![]() |
| Screen shot from youtube video of Country Joe at Woodstock singing "What're we Fightin' For?" |
War Story #8 What’s the Mission?
I have already reported that upon arrival in Vietnam in 1967, soldiers were given wallet cards answering the question of why they were in Vietnam: to win the hearts and minds of the Vietnamese people. I can’t imagine how the author of this mission statement could have envisioned how this was to take place.

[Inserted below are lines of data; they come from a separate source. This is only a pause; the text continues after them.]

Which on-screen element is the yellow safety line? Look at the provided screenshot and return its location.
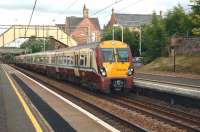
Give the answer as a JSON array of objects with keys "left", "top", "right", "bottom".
[{"left": 5, "top": 71, "right": 42, "bottom": 132}]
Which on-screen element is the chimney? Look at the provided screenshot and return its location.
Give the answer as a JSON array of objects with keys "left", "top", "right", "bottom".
[
  {"left": 160, "top": 10, "right": 162, "bottom": 17},
  {"left": 83, "top": 4, "right": 88, "bottom": 18},
  {"left": 112, "top": 8, "right": 115, "bottom": 15}
]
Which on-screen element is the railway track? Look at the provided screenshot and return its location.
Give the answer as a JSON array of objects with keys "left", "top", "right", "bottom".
[
  {"left": 10, "top": 64, "right": 200, "bottom": 131},
  {"left": 109, "top": 97, "right": 200, "bottom": 131}
]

Really? Wars are expensive in terms of blood, treasury, and national standing. You would think that before choosing to go to war, a clearly defined, rational objective could be expressed. The initial objective was embodied in the so-called Domino Theory. We must stop the march of godless communism in Vietnam to prevent losing the rest of Southeast Asia. I guess we thought we “owned” all of this in the first place. Ridiculous, but fear has a way of fogging our brains. By 1967, it was looking like the march of godless communism was not the governing dynamic—more and more it dawned on us that we were really dealing with the complexities of nationalism and not imagined external threats. We took sides, but we jettisoned the Diem regime and naively hoped we could win hearts and minds at gunpoint. Perhaps we thought the outcome would be something like the one in Korea, but there is no doubt that shallow thinking led us into a quagmire.

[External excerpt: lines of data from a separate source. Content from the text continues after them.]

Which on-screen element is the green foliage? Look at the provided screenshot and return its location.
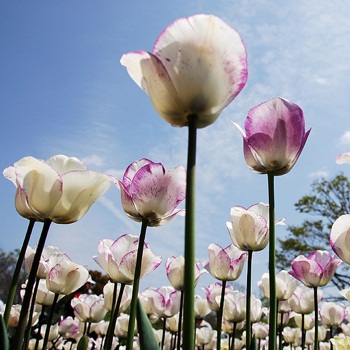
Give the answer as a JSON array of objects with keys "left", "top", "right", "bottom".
[
  {"left": 0, "top": 315, "right": 10, "bottom": 350},
  {"left": 0, "top": 249, "right": 27, "bottom": 304},
  {"left": 276, "top": 174, "right": 350, "bottom": 290},
  {"left": 136, "top": 300, "right": 159, "bottom": 350}
]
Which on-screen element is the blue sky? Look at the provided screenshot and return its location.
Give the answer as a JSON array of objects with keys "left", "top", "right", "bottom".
[{"left": 0, "top": 0, "right": 350, "bottom": 298}]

In 1971, I was talking with one of our Chinese interpreters, Sergeant Anh, who was Chinese and claimed to be a persecuted minority. He told me that you could tell a Chinese person from a Vietnamese person by looking at their feet. He claimed that the big toe of a Vietnamese person sticks out sideways like that of a monkey. That year we had reports of a pregnant woman being gunned down in a rice paddy by a Vietnamese helicopter gunship. The Vietnamese response was, “It’s OK, she was Cambodian.” All of these countries have been in turmoil for centuries, and it’s hard to imagine how ethnic differences could be resolved by the United States or even by China. You just have to wonder how well our national leaders understood the situation. From what I saw first-hand, very little.

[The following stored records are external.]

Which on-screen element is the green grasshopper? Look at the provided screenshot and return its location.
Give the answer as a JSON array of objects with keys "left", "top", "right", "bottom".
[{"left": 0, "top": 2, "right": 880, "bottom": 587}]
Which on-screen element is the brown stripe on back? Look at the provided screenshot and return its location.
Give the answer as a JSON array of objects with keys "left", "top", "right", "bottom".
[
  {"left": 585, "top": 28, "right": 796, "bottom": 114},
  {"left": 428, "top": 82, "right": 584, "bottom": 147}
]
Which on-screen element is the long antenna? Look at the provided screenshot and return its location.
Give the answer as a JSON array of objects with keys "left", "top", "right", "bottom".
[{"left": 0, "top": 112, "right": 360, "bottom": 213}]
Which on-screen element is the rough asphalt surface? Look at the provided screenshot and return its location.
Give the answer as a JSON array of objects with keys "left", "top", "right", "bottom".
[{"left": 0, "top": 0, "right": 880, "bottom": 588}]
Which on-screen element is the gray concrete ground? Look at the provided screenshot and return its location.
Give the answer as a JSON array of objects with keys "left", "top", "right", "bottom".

If you wanted to learn about Vietnamese culture back in those days, it was difficult. Bernard B Fall was the best expert on the military aspects, and he was teaching right here in our national capitol at Howard University, but the Pentagon showed little interest. Have you ever seen a discussion of the various religions such as Catholicism, Buddhism, or sects such as Hoa Hao, or Cao Dai? Ever wonder why those monks immolated themselves? Ever heard of Bao Dai or the Bình Xuyên? Have you learned about Ho Chi Minh? Do you know about the French and Japanese influences, including the Michelin rubber plantations? What did General Westmoreland know of these things? He or we could not have won any hearts or minds without understanding them. We could not have imposed our will militarily without staying engaged forever. It was a fool’s errand.
In a latrine at Firebase Martha in 1967, I read a piece of graffiti that has remained in my brain ever since, “Kill a Cong for Christ.” I have often wondered who wrote it. Was it some clever satirist? Was it a latter-day Crusader, a knight fighting to save the Vietnamese Holy Land, or just some poor soul trying to formulate what he understood to be the real mission, since the mission he was given was nonsense?
‘Thank you for your service.’ we’re told. When I hear that, I’m thinking to myself that if you really mean that, you will do a better job of learning about the world and be more demanding when examining the rationale that our fearless leaders give for going or returning to war in places like Iraq, Iran, Syria, or all of the above. I thought the bogey man had gone away at the end of the Cold War, but it seems that the bogey man has returned and gotten religion these days. To fight in any of these places requires us to take sides in civil wars and to fight tar babies. Did Vietnam not teach us anything? From what I saw, US Forces could capture, say, Mosul, but then what?